Brussels, Belgium (CNN) -- On NATO's first day of command in Libya on Thursday, the alliance reaffirmed its commitment to enforcing the arms embargo and not providing weapons to the rebels.
"The Alliance has the assets in place to conduct its tasks under Operation Unified Protector -- the arms embargo, no-fly zone and actions to protect civilians and civilian centers. In line with the mandate of United Nations Security Council Resolution 1973, NATO's focus is on protecting civilians and civilian-populated areas against the threat of attack, " NATO said in a statement, adding that the "operational tempo" of the mission had not changed because of the handover.
NATO officials say the handover has been smooth and seamless.
On his first day as commander of the Libyan mission, Lt. Gen. Charles Bouchard fielded questions on the possibility that civilians had been hurt as a result of NATO operations. A Vatican envoy reported that as many as 40 civilians had been killed.
"It is a news report and I appreciate the source of this report, but it is worth noting that I take every one of those issues seriously," said Bouchard from the mission's operational command in Naples, Italy.

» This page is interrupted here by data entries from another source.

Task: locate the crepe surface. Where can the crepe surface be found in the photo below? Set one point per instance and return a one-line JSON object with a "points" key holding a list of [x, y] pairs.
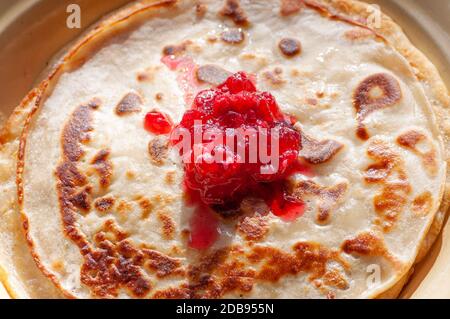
{"points": [[102, 219]]}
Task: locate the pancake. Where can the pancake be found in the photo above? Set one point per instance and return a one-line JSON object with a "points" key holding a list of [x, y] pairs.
{"points": [[101, 200]]}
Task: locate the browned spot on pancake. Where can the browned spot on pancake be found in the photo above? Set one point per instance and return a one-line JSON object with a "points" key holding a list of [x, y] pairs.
{"points": [[172, 293], [111, 264], [146, 207], [214, 276], [82, 199], [328, 198], [422, 204], [388, 170], [58, 266], [170, 178], [358, 34], [311, 258], [124, 207], [411, 139], [312, 101], [212, 74], [149, 74], [233, 36], [158, 150], [104, 204], [318, 152], [130, 175], [376, 92], [368, 244], [275, 77], [200, 10], [289, 7], [176, 49], [163, 265], [233, 10], [103, 167], [76, 131], [130, 103], [253, 228], [333, 278], [168, 225], [290, 47]]}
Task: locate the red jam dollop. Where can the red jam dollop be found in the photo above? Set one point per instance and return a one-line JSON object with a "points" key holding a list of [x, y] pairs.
{"points": [[237, 105], [158, 123]]}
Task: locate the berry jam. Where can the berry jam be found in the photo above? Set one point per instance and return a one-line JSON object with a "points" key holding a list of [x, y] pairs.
{"points": [[158, 123], [221, 175]]}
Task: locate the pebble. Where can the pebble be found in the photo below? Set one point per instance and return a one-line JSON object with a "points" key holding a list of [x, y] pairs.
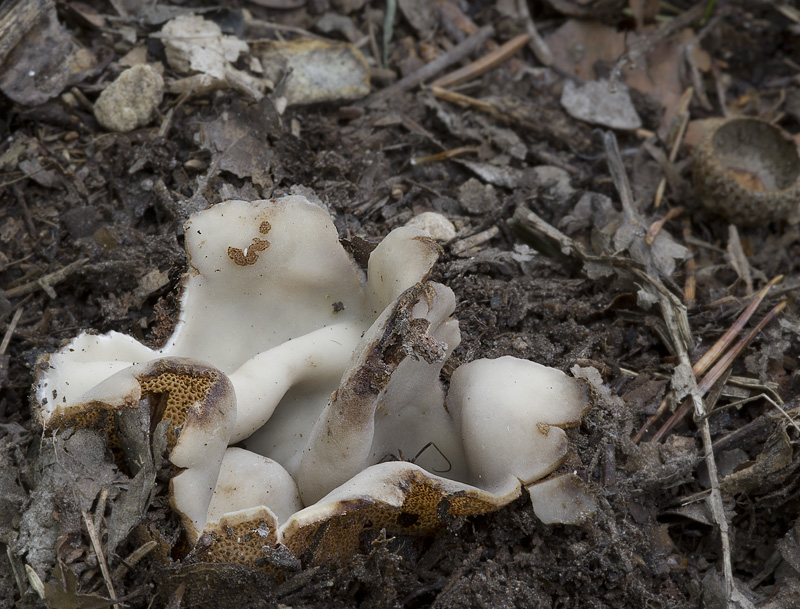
{"points": [[435, 224], [131, 100]]}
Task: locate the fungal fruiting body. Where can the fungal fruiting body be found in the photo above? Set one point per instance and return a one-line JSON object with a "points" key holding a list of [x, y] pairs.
{"points": [[317, 373]]}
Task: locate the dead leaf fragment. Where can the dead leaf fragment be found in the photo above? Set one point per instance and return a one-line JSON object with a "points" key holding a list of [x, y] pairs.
{"points": [[318, 71], [41, 63], [595, 102]]}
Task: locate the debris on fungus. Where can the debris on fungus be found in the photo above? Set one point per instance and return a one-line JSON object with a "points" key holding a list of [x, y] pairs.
{"points": [[293, 379]]}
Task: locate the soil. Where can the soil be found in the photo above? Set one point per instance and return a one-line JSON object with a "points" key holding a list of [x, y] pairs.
{"points": [[107, 209]]}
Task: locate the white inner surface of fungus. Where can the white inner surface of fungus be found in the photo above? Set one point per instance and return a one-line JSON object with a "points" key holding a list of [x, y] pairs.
{"points": [[334, 372]]}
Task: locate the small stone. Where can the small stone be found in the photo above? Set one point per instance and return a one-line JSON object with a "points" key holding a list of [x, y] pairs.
{"points": [[476, 197], [130, 101], [436, 225]]}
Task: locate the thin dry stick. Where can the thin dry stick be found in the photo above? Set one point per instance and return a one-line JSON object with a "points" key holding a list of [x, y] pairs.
{"points": [[133, 558], [453, 153], [716, 350], [484, 64], [12, 326], [674, 316], [429, 70], [683, 113], [718, 370], [537, 43], [690, 286], [655, 227], [101, 559], [46, 281]]}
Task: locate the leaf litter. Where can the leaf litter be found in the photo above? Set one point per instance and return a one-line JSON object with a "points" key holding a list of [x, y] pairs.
{"points": [[583, 249]]}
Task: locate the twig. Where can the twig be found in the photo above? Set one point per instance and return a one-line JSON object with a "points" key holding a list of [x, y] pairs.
{"points": [[429, 70], [537, 43], [690, 285], [484, 64], [46, 281], [716, 350], [101, 559], [717, 371], [682, 115], [12, 326], [133, 558], [674, 316], [655, 227]]}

"We are very careful in the prosecution of any of the possible targets that we have. We have very strict rules of engagement provided to us and we are operating within the legal mandate of our United Nations mandate," he added.
Russian diplomatic officials, meanwhile, warned against a "creative" interpretation of the U.N. resolution and hinted it was beginning to regret its decision to abstain during the U.N. vote. Russia, as one of the Security Council's permanent members, has veto power.
But NATO officials insist they are employing the strictest interpretation of the resolution. "The alliance has nothing to hide -- not to Russia and not to you," Adm. Giampaolo Di Paola, chairman of NATO's Military Committee, told a press briefing at NATO headquarters.